Each data source comes with a predefined source-change
event that can be fired to indicate that the source parameters have changed in order for the system to save the new parameters. The data in this case, is a dictionary of the changed parameters.
Exceptions that arise from data sources are not handled by the system. However, if the exceptions were originated from the read
method, the system will retry the action 3 times before giving up on the task. While this may usually be the required process, there are times when a retry will not yield a different result (e.g HTTP 404 from a service the data source uses). For this reason, the SDK exposes the exception panoply.errors.PanoplyException
that includes a retryable
boolean attribute specifying whether the system should retry or not.
Your python module should expose the following fixed attributes:
Reference to your inherited Data Source class.
Stream = MyDataSource
A dictionary with configuration details for the data source.
CONFIG = {
"title": "My Data Source", # human-readable title
"icon": "...", # a data-url icon to show in the UI
"params": [] # see below
}
the CONFIG["params"]
directive contains the list of input variables required by your data source, for example, the hostname of a database, user credentials, etc. These variables are used to generate the UI and CLI for running your data source. The actual values are delivered to the data source constructor in the source
argument:
CONFIG["params"] = [
{
"name": "user",
"title": "User name",
"placeholder": "Example: myuser1234",
},
{
"name": "database",
"placeholder": "Example: 127.0.0.1",
"help": "Host name or IP address"
}
]
The SDK exposes some utilities to help with tasks that recur in many data sources:
panoply.validate_token(refresh_url, exceptions, callback=None, access_key='access_token', refresh_key='refresh_token')
The validate_token
decorator may be used in data sources having OAuth2 authentication, that need to validate (refresh) the token. It should be placed before a method that implements a request (the point of failure in case the token is invalid), within the class that inherits from the SDK's panoply.DataSource
base class and implements read()
. This decorator receives a refresh_url
string indicating the URL to call in order to refresh the token, an exceptions
tuple (or single exception) that indicate the exceptions that should be caught in order to refresh the token, callback
which is an optional string
(in case it is a method of the data source) or callable
to call upon receiving the new token (that will be passed as a parameter to the specified callback), an optional access_key
string indicating the access token key (default: 'access_token') and an optional 'refresh_key' string indicating the refresh token key (default: 'refresh_token').
import panoply
class Stream(panoply.DataSource):
def read(self, n=None):
...
@panoply.validate_token('https://oauth.provider/token/refresh', HttpError, 'my_callback')
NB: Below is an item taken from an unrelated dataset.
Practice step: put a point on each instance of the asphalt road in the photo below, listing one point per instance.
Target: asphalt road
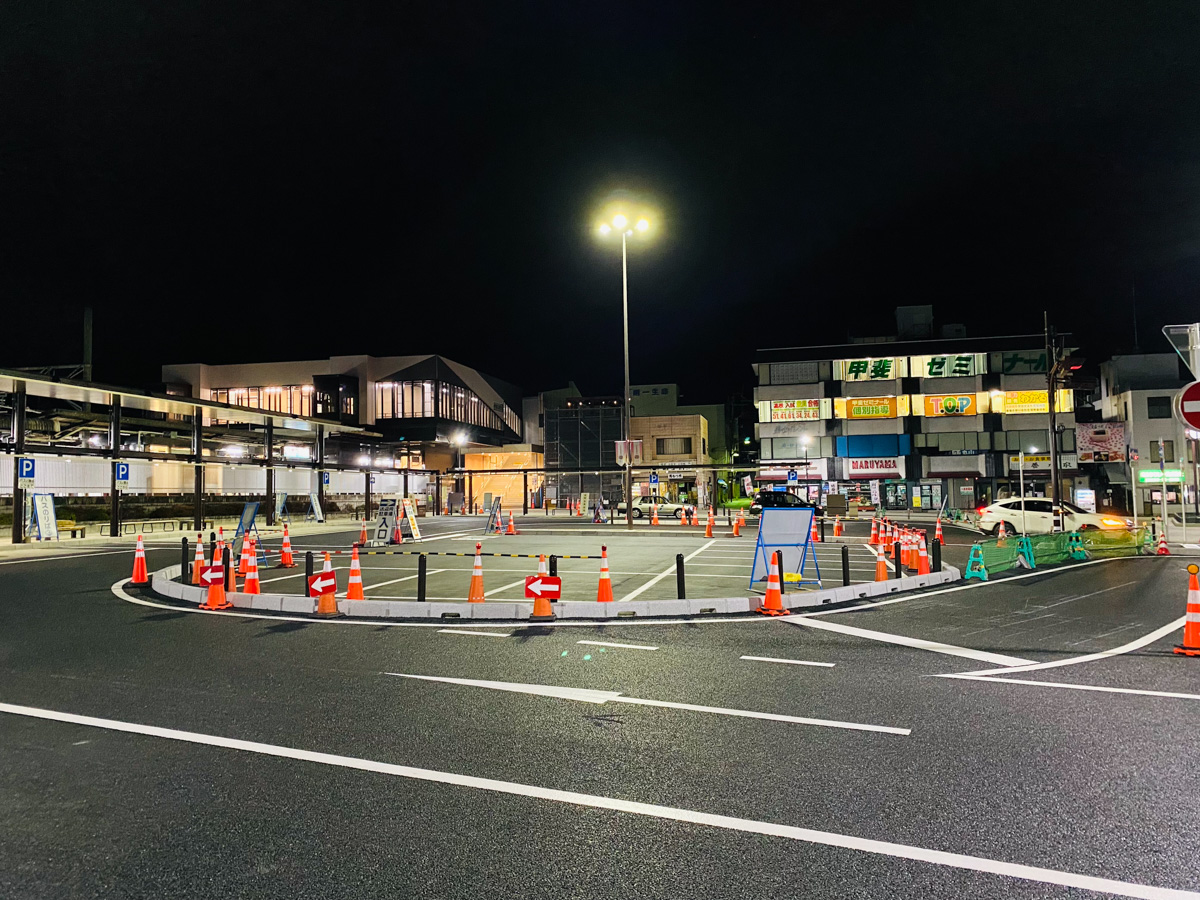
(907, 783)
def _request(self, endpoint):
# make a request to the provided endpoint, relying on the validity of the access token
# should not cause any side effects on the collection process when retried
...
def my_callback(new_token):
# do something with the new_token
# there is no need to save it in the source or call the failing method again
# as those actions are already handled by the decorator
...
Every data source is code-reviewed by the Panoply.io team before being integrated to the system. In order to save time, make sure that:
- You follow the best-practices and standard code conventions for the programming language used.
- Keep it slim. Avoid too many dependencies if possible.
- Test it throughly with unit-tests.
- Add an annotated git tag with the version number (eg: v1.0.0) to the master branch locking the data source to a specific version.
- Notify the Panoply.io team of your data source, and we will integrate it promptly.